Companies that have products and services to sell recognize that and since the 1890s have targeted much advertising toward women.
Richard Ohmann too in his book Selling Culture: Magazines, Markets, and Class at the Turn of the Century discusses the words and illustrations in advertising in the 1890s as characterized by that focus on persuading women to buy products. He writes, “Most ads for branded products targeted women, in McClure’s and Munsey’s [two national magazines] almost as much as in the Ladies Home Journal.” LHJ became the most successful national magazine in the country.
In 1897 the advertiser Nathaniel Fowler wrote in his book Fowler’s Publicity: An Encyclopedia of Advertising and Printing, “The woman can buy better articles, from spool cotton to ulster overcoats, for less money than the average man can buy with more money.”

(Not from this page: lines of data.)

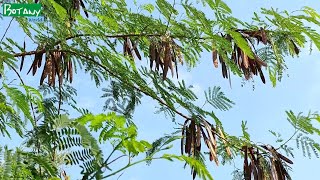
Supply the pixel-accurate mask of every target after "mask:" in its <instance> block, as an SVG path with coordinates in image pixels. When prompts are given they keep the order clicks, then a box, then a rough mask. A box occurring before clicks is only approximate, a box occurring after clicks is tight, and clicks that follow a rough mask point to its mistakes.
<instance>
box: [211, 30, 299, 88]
mask: <svg viewBox="0 0 320 180" xmlns="http://www.w3.org/2000/svg"><path fill="white" fill-rule="evenodd" d="M236 31H237V32H238V33H240V34H241V35H242V37H243V38H244V39H245V40H246V42H247V43H248V46H249V47H252V48H253V49H252V50H251V51H252V53H253V55H254V57H251V56H249V55H248V54H246V53H245V52H244V51H243V50H242V49H241V48H240V47H238V46H237V44H236V43H235V41H234V40H233V38H232V36H231V35H229V34H225V35H223V34H221V37H223V38H225V39H226V40H228V41H229V42H231V44H232V46H233V48H232V49H233V51H232V52H231V54H229V55H227V54H225V55H224V56H222V55H221V54H219V53H217V51H216V50H213V51H212V59H213V62H214V66H215V67H218V59H217V57H219V62H220V64H221V71H222V76H223V78H227V79H229V78H230V73H229V68H228V67H227V66H226V62H225V59H226V58H230V59H231V61H232V62H233V63H235V65H236V66H237V67H238V69H239V70H241V71H242V73H243V75H244V77H245V79H246V80H249V79H250V78H251V77H252V76H253V75H256V76H257V75H258V74H259V76H260V78H261V81H262V82H263V83H265V82H266V80H265V77H264V75H263V72H262V70H261V67H262V66H264V67H266V66H267V64H266V63H265V62H264V61H262V60H261V59H260V58H259V57H258V56H257V54H256V53H255V50H254V44H253V43H252V39H256V40H257V41H258V43H259V42H262V43H263V44H265V45H267V44H270V41H269V40H268V36H267V33H266V31H265V30H264V29H263V28H260V30H255V31H249V30H236ZM249 44H250V45H251V46H250V45H249ZM292 44H293V46H294V47H295V48H294V50H295V52H298V51H299V49H298V47H297V46H296V45H295V44H294V43H293V42H292ZM229 80H230V79H229Z"/></svg>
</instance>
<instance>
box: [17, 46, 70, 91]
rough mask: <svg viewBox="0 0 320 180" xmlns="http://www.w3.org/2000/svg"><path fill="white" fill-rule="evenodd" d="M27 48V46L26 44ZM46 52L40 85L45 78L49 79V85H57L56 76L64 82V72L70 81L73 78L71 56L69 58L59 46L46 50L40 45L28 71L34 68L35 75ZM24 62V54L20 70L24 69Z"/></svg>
mask: <svg viewBox="0 0 320 180" xmlns="http://www.w3.org/2000/svg"><path fill="white" fill-rule="evenodd" d="M24 48H25V46H24ZM44 54H45V64H44V68H43V71H42V75H41V78H40V85H42V84H43V82H44V80H45V79H46V78H47V79H48V84H49V86H55V81H56V76H57V78H58V82H59V85H60V86H61V85H62V83H63V77H64V74H66V78H67V79H69V82H72V79H73V65H72V61H71V59H70V58H68V57H67V56H68V55H67V54H66V53H65V52H61V51H59V46H58V47H57V49H56V51H49V52H44V51H43V48H42V47H41V46H38V48H37V53H35V55H34V60H33V62H32V65H31V67H30V69H29V71H28V74H29V73H30V72H31V70H32V75H35V74H36V72H37V70H38V68H40V67H41V65H42V61H43V55H44ZM23 63H24V56H22V60H21V65H20V71H21V70H22V67H23Z"/></svg>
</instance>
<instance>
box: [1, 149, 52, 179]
mask: <svg viewBox="0 0 320 180" xmlns="http://www.w3.org/2000/svg"><path fill="white" fill-rule="evenodd" d="M0 157H3V158H0V178H1V179H3V180H11V179H47V178H52V177H57V167H55V166H54V165H53V164H52V162H51V160H50V159H49V158H48V157H43V156H38V155H35V154H33V153H29V152H23V151H22V150H20V149H16V150H15V151H14V150H12V149H8V148H7V147H6V146H5V147H4V148H3V149H2V151H1V150H0ZM39 167H40V168H41V170H40V169H39ZM40 171H41V173H40Z"/></svg>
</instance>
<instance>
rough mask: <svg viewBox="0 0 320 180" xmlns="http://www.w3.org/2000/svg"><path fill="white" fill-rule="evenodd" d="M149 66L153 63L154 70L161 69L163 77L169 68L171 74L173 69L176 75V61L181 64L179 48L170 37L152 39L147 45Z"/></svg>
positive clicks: (165, 78)
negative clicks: (158, 39)
mask: <svg viewBox="0 0 320 180" xmlns="http://www.w3.org/2000/svg"><path fill="white" fill-rule="evenodd" d="M149 57H150V68H151V69H152V68H153V65H155V70H156V71H159V69H160V67H161V69H162V71H163V72H162V76H163V79H166V78H167V74H168V70H169V69H170V71H171V74H172V76H174V70H175V71H176V75H177V78H178V77H179V76H178V61H179V63H180V64H183V58H182V53H181V48H180V46H179V45H178V44H176V43H175V42H174V40H173V39H172V38H170V37H162V38H161V39H160V40H157V39H152V40H151V42H150V45H149Z"/></svg>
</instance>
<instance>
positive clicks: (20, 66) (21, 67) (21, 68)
mask: <svg viewBox="0 0 320 180" xmlns="http://www.w3.org/2000/svg"><path fill="white" fill-rule="evenodd" d="M23 50H24V51H26V41H23ZM24 58H25V55H23V56H22V57H21V64H20V71H21V70H22V67H23V63H24Z"/></svg>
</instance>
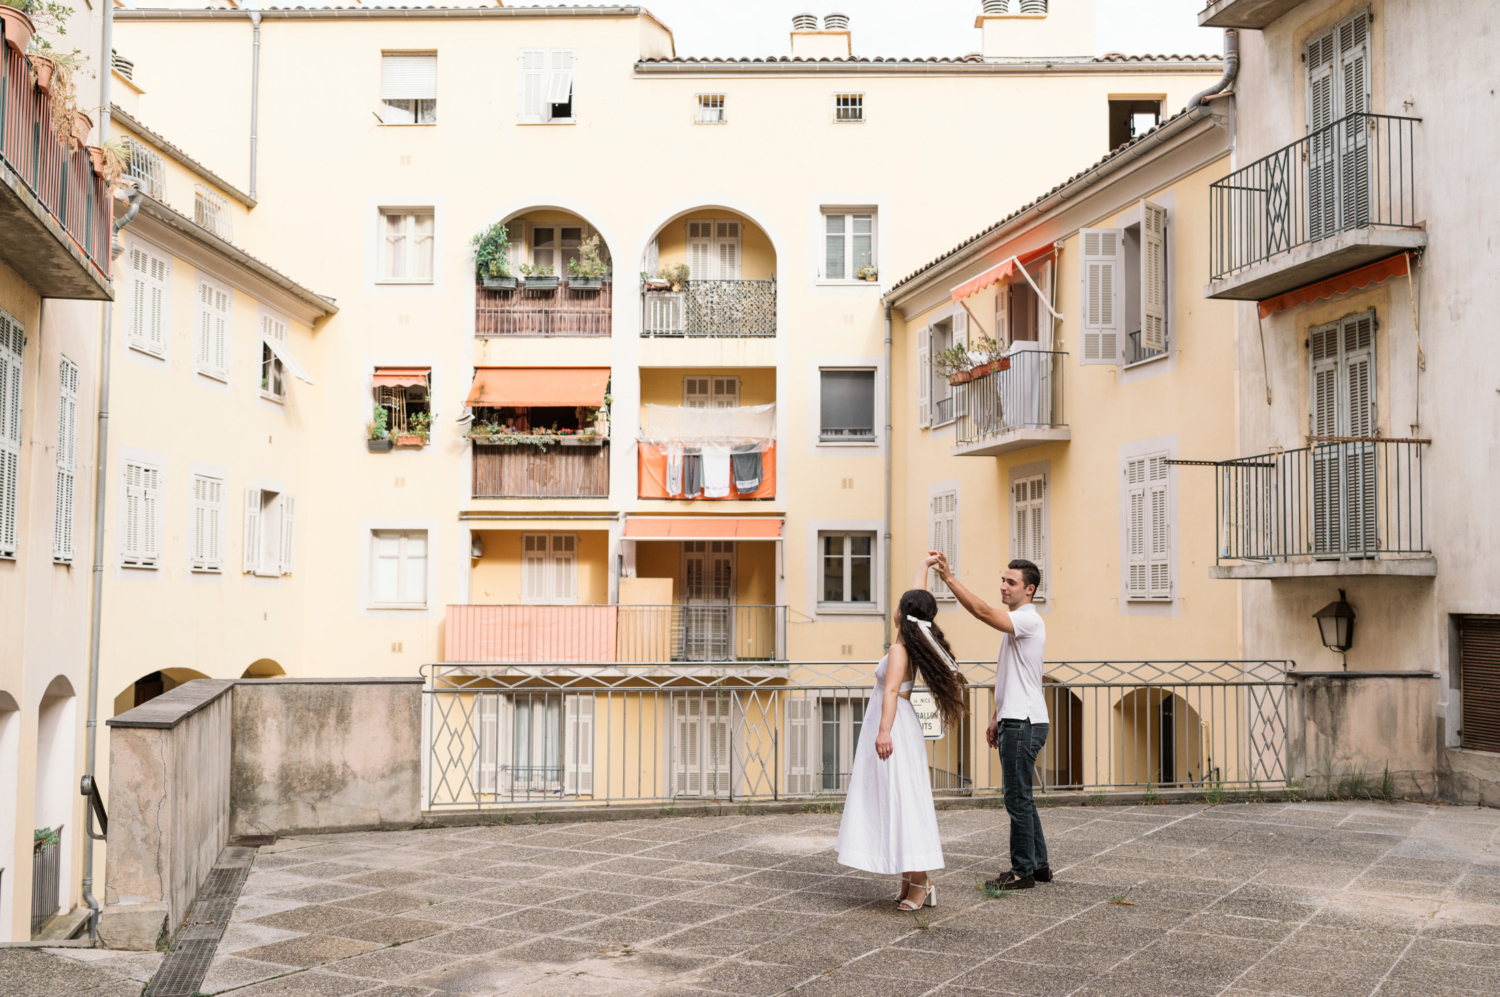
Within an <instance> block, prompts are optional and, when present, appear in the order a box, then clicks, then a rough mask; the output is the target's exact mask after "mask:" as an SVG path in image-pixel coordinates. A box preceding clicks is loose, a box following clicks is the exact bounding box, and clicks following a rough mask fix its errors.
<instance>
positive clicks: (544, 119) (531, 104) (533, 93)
mask: <svg viewBox="0 0 1500 997" xmlns="http://www.w3.org/2000/svg"><path fill="white" fill-rule="evenodd" d="M546 85H547V52H546V49H541V48H523V49H520V109H519V117H520V118H522V120H523V121H549V120H552V108H550V105H546V103H543V100H541V97H543V96H544V93H543V88H544V87H546ZM511 238H514V237H511ZM511 244H514V243H511Z"/></svg>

The seed and nursery catalogs from the 1890s portrayed the woman as the ideal customer for both seeds and plants. Catalog covers often included a woman that looked a particular way. She was middle or upper middle class, thin, and always wore a white or light colored dress.
The Peter Henderson Company included such an image of a woman on its fall catalog cover of 1892 [below].
Notice that the woman clearly represents a middle class look both from her dress and her home and its landscape.
Thus the companies sold status and social class as well as daffodil bulbs.
Customers wanted to be identified with a certain class and purchasing goods connected with that class became a way to enter that class.
So as in all advertising to this very day, ads sell image, identity, and sense of self more than simply a product or service.
All of that took off in the 1890s and impacted every business, including the selling of the garden to the American gardener.